Near Field Communication (NFC) is a short-range wireless connectivity technology (also known as ISO 18092) that is built upon Radio Frequency Identification (RFID) technology. Examples of contactless smart card communications are ISO/IEC 14443 and FeliCa, which allow communications at distances up to 4 cm. NFC operates at 13.56 MHz and transfers data at up to 424 Kbits/second. NFC readers will be able to interrogate tags based on the ISO 15693 standard, provided that the tags employ the NFC Data Exchange Format (NDEF), which sets a common data-exchange format for NFC Forum-compliant devices and tags.

NFC has three modes:

  • Read and write tags (open mode):
    An NFC enabled device can read an NFC tag that is embedded within physical material. For example; the device can read a sticker, with an NFC tag embedded, in order to download an application. An NFC enabled device can also write to an NFC tag.
  • Tap to connect and share (open mode):
    When two NFC enabled devices are brought within four centimeters of one another, a handshake is performed between two devices to establish a connection. Once a connection is established, data can be transferred without the need for manual configuration.
  • Emulate card (secured mode):
    An NFC enabled device can be used for retail payments by using a mobile wallet app or for accessing a secured building.

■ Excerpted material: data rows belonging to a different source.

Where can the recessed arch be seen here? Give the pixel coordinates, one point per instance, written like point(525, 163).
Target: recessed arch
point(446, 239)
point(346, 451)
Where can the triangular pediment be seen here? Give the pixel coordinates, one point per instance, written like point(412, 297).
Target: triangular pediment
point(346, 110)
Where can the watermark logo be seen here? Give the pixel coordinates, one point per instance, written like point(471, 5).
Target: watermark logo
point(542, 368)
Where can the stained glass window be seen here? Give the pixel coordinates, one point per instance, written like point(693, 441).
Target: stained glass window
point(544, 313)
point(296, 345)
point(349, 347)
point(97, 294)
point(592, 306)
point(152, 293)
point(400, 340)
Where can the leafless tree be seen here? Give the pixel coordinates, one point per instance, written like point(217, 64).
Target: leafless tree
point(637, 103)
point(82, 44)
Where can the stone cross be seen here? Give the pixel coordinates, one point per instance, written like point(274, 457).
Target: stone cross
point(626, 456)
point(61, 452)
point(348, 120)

NFC will make tapping a new consumer practice. The simplicity of the tapping and the high volume deployment of the NFC devices will give the consumer the possibility to interact with both the real world and the virtual world. NFC enabled devices will be used in a wide array of business applications. ABI Research expects 285 Million NFC-enabled devices to be shipped in 2013 and believe the NFC will come out of its "trial phase". The increase in potential use base is making the investment in NFC applications more justifiable. (ABI, 2012)

In order to be ready for the wave of opportunity that NFC will bring with it, it is important that developers understand the use cases and are familiar with the current APIs using NFC technology. Android, Blackberry and Window Phone 8 all support NFC.